WASHINGTON – The Supreme Court refused the Trump administration's request Tuesday to block a lower court order demanding increased efforts against the spread of the coronavirus at a low-security federal prison in Ohio.
The high court's action represented its most significant intervention to date related to the deadly impact of COVID-19 inside federal prisons.
The low-security Elkton Federal Correctional Institution in northeast Ohio faces a potential large-scale transfer of elderly, medically vulnerable inmates to less dangerous types of custody, including home release, under a federal court order. As many as 837 inmates could be affected out of a total prison population of some 2,500.
The high court refused to put the evaluation of those elderly, medically vulnerable inmates on hold at the request of the Trump administration, "without prejudice to the government seeking a new stay if circumstances warrant." Associate Justices Clarence Thomas, Samuel Alito and Neil Gorsuch would have granted the administration's request.

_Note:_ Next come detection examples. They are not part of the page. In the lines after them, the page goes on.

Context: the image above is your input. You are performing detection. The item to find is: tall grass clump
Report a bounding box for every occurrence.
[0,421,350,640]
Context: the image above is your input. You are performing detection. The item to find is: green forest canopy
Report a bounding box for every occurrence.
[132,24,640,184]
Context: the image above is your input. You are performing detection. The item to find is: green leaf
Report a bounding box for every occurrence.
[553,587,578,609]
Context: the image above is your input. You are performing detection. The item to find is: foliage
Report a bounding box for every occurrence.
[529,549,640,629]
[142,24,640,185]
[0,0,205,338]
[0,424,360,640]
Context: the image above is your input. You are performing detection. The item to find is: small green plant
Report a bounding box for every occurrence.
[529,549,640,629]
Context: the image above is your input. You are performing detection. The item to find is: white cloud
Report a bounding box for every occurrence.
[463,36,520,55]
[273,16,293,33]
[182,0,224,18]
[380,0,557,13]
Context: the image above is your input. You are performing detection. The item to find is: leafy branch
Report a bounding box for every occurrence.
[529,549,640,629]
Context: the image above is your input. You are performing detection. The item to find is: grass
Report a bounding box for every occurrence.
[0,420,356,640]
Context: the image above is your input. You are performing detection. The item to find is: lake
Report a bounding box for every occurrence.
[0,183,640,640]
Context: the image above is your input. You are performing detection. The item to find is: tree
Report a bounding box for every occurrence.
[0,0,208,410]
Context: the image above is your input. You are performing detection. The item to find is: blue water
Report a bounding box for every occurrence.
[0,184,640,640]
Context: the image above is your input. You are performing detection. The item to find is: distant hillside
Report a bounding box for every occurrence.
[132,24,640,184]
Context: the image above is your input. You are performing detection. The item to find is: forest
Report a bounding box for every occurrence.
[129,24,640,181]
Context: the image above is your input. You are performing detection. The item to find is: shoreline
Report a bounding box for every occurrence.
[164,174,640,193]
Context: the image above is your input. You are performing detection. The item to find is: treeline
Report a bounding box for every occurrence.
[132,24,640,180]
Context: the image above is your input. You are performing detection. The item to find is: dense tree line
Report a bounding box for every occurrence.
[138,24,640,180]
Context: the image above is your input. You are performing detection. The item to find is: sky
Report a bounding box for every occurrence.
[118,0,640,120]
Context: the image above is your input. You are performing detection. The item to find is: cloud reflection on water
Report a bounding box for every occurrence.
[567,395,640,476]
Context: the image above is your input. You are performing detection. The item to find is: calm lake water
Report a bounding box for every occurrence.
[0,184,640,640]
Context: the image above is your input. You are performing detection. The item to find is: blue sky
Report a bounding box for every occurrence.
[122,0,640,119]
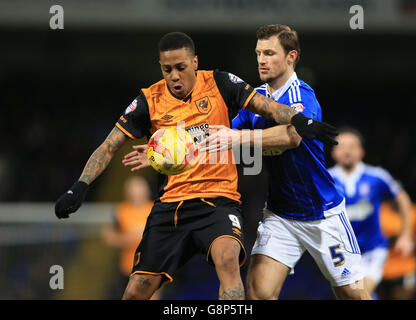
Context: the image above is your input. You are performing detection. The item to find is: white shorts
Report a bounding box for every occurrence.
[361,248,389,285]
[251,209,363,287]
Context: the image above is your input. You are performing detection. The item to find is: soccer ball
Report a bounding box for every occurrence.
[147,127,196,175]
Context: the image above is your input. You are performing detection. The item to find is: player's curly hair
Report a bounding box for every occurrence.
[256,24,300,66]
[158,31,195,55]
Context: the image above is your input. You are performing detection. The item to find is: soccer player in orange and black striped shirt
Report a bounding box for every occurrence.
[55,32,336,299]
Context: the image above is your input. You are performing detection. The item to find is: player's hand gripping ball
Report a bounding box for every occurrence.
[147,127,196,175]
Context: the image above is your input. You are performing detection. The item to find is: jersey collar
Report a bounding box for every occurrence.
[266,72,298,101]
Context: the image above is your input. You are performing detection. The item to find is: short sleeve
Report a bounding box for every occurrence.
[214,70,256,117]
[116,91,152,139]
[288,85,322,121]
[232,109,250,129]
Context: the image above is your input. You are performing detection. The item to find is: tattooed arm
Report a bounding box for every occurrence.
[55,127,127,219]
[79,127,127,184]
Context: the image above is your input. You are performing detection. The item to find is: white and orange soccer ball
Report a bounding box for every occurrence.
[147,127,196,175]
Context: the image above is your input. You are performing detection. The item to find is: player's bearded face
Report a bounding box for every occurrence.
[256,36,290,82]
[332,133,364,170]
[159,48,198,98]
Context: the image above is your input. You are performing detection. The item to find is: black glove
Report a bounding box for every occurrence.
[55,181,88,219]
[290,112,338,146]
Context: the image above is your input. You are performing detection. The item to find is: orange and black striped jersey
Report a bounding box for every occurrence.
[116,70,255,202]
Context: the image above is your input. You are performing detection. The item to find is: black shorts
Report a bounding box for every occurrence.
[132,197,247,283]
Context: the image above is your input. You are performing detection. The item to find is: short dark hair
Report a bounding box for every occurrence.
[256,24,300,66]
[338,126,365,147]
[158,31,195,55]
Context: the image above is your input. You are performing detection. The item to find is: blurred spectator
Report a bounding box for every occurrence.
[329,127,413,294]
[377,203,416,299]
[102,176,161,299]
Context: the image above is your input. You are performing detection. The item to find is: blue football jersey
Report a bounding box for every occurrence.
[329,163,401,252]
[232,73,344,220]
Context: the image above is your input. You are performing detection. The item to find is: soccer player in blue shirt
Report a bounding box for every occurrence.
[329,127,413,294]
[203,24,370,299]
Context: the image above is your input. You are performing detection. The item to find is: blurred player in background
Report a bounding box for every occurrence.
[377,201,416,300]
[102,176,161,300]
[55,32,336,299]
[202,24,370,299]
[329,128,413,293]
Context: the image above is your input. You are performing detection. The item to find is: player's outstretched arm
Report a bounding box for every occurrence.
[55,127,127,219]
[121,144,150,171]
[247,92,338,146]
[198,125,302,153]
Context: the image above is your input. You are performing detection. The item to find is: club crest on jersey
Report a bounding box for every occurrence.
[195,97,212,114]
[124,99,137,114]
[291,103,305,112]
[228,73,244,83]
[358,183,370,197]
[259,233,272,247]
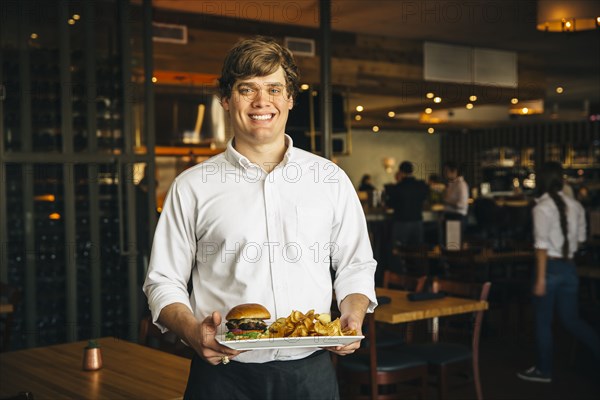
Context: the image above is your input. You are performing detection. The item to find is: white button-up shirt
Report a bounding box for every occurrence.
[144,136,377,362]
[533,191,586,258]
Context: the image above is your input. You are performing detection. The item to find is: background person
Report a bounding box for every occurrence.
[144,37,376,399]
[387,161,429,246]
[517,162,600,383]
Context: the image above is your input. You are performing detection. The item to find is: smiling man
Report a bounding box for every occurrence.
[144,37,377,399]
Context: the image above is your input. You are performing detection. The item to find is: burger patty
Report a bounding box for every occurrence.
[225,318,267,331]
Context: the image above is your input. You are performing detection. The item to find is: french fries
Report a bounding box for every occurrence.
[265,310,356,338]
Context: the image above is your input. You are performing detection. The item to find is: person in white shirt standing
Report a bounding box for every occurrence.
[144,37,377,399]
[517,162,600,383]
[440,161,469,243]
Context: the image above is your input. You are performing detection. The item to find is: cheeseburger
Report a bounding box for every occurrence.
[225,303,271,340]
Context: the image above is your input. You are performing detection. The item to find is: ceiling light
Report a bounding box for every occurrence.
[537,0,600,32]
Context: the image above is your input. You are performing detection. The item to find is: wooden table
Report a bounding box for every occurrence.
[0,337,190,400]
[375,288,488,324]
[0,303,15,314]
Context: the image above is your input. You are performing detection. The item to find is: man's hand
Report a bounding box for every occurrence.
[327,314,364,356]
[159,303,241,365]
[327,293,370,356]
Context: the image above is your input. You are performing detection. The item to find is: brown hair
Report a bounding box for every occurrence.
[536,161,569,258]
[219,36,300,99]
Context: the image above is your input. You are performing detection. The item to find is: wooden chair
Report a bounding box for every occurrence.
[377,270,427,347]
[0,392,33,400]
[0,282,21,352]
[338,314,427,400]
[402,280,491,400]
[138,316,194,359]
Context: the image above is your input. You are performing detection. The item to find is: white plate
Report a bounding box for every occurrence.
[216,335,364,350]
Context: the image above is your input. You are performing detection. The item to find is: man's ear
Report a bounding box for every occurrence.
[221,97,229,111]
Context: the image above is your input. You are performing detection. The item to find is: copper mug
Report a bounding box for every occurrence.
[83,347,102,371]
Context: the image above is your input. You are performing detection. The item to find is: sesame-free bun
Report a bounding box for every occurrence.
[225,303,271,321]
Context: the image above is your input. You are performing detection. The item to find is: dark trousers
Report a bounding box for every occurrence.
[533,260,600,375]
[184,350,339,400]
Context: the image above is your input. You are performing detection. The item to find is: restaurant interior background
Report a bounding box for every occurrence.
[0,0,600,349]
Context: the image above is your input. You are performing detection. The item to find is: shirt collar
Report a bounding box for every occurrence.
[225,134,294,169]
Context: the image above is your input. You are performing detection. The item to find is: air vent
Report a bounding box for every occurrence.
[284,37,315,57]
[152,22,187,44]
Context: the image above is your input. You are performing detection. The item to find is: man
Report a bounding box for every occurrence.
[144,37,377,399]
[444,161,469,245]
[388,161,429,246]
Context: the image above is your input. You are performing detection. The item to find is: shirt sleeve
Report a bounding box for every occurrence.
[143,181,196,332]
[331,170,377,313]
[532,206,550,250]
[577,202,587,243]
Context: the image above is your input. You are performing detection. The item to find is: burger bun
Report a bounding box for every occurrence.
[225,303,271,321]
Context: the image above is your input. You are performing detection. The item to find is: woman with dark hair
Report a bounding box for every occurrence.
[517,162,600,383]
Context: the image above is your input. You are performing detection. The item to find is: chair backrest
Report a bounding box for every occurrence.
[0,392,33,400]
[383,270,427,292]
[0,282,21,351]
[432,279,492,349]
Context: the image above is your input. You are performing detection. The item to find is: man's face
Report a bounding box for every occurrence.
[222,67,294,145]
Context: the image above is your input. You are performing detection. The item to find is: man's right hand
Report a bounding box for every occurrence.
[190,311,240,365]
[159,303,241,365]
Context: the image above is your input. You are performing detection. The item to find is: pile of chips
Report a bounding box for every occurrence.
[265,310,356,338]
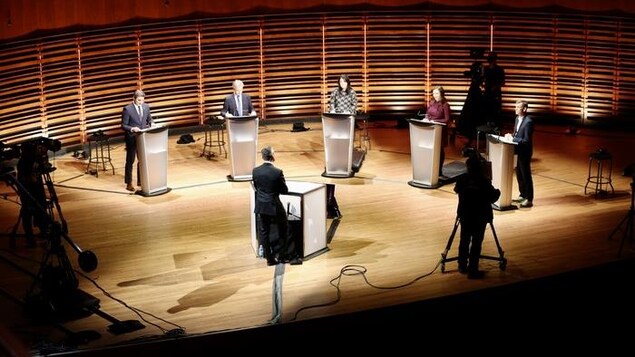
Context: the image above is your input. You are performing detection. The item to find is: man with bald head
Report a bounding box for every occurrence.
[220,79,256,118]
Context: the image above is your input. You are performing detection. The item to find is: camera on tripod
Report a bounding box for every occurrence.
[461,146,492,181]
[20,137,62,174]
[0,141,20,161]
[463,48,487,84]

Across the country, state and federal prisons have become a hotbed of coronavirus infections. Hundreds of prisoners and several dozen prison staff have died, according to the American Civil Liberties Union, which represents four Elkton inmates in the Ohio case.

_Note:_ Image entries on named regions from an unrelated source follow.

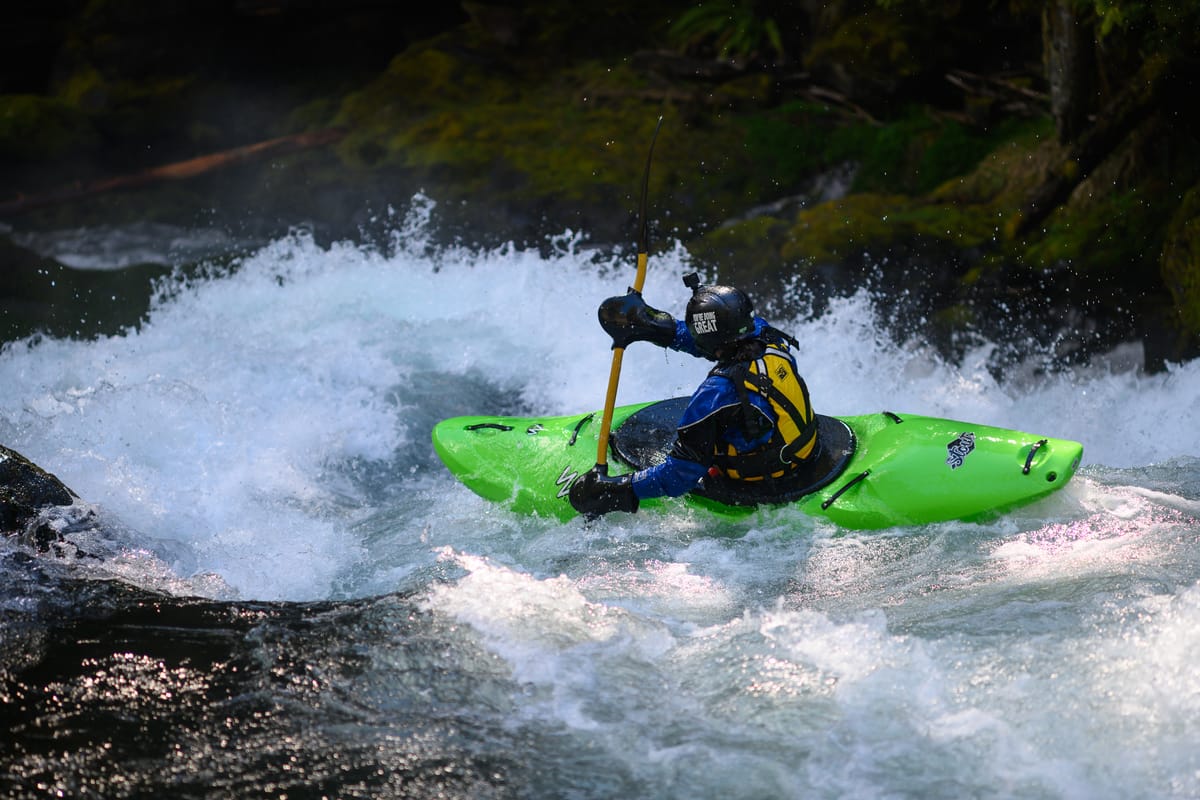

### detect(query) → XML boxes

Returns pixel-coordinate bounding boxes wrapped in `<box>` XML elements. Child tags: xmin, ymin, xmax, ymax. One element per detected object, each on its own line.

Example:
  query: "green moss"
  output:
<box><xmin>688</xmin><ymin>216</ymin><xmax>788</xmax><ymax>287</ymax></box>
<box><xmin>1024</xmin><ymin>191</ymin><xmax>1163</xmax><ymax>277</ymax></box>
<box><xmin>780</xmin><ymin>193</ymin><xmax>912</xmax><ymax>263</ymax></box>
<box><xmin>1160</xmin><ymin>185</ymin><xmax>1200</xmax><ymax>337</ymax></box>
<box><xmin>781</xmin><ymin>193</ymin><xmax>998</xmax><ymax>263</ymax></box>
<box><xmin>0</xmin><ymin>95</ymin><xmax>97</xmax><ymax>161</ymax></box>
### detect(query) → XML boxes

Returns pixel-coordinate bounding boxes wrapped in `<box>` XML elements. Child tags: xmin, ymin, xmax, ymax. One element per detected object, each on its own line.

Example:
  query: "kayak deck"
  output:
<box><xmin>432</xmin><ymin>398</ymin><xmax>1082</xmax><ymax>529</ymax></box>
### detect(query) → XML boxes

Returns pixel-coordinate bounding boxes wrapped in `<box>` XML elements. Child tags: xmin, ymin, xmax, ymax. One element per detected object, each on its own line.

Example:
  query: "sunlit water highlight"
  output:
<box><xmin>0</xmin><ymin>203</ymin><xmax>1200</xmax><ymax>798</ymax></box>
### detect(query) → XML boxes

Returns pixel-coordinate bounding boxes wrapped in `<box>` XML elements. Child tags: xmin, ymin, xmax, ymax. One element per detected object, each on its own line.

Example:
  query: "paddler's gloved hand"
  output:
<box><xmin>569</xmin><ymin>469</ymin><xmax>637</xmax><ymax>519</ymax></box>
<box><xmin>598</xmin><ymin>289</ymin><xmax>676</xmax><ymax>349</ymax></box>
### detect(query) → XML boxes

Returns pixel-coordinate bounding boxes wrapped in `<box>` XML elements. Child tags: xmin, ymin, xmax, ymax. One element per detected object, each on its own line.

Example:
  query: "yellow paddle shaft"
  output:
<box><xmin>596</xmin><ymin>252</ymin><xmax>647</xmax><ymax>468</ymax></box>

The outbreaks within the federal prison system have drawn the scrutiny of Attorney General William Barr, who has dispatched teams to examine conditions at the hardest-hit facilities, including prisons in Louisiana, Ohio, North Carolina and California.
Federal Bureau of Prisons Director Michael Carvajal defended the agency's response to the increasingly deadly COVID-19 outbreak earlier this month, saying recent inmate testing revealing infection rates as high as 70% are "in no way representative" of conditions across the system.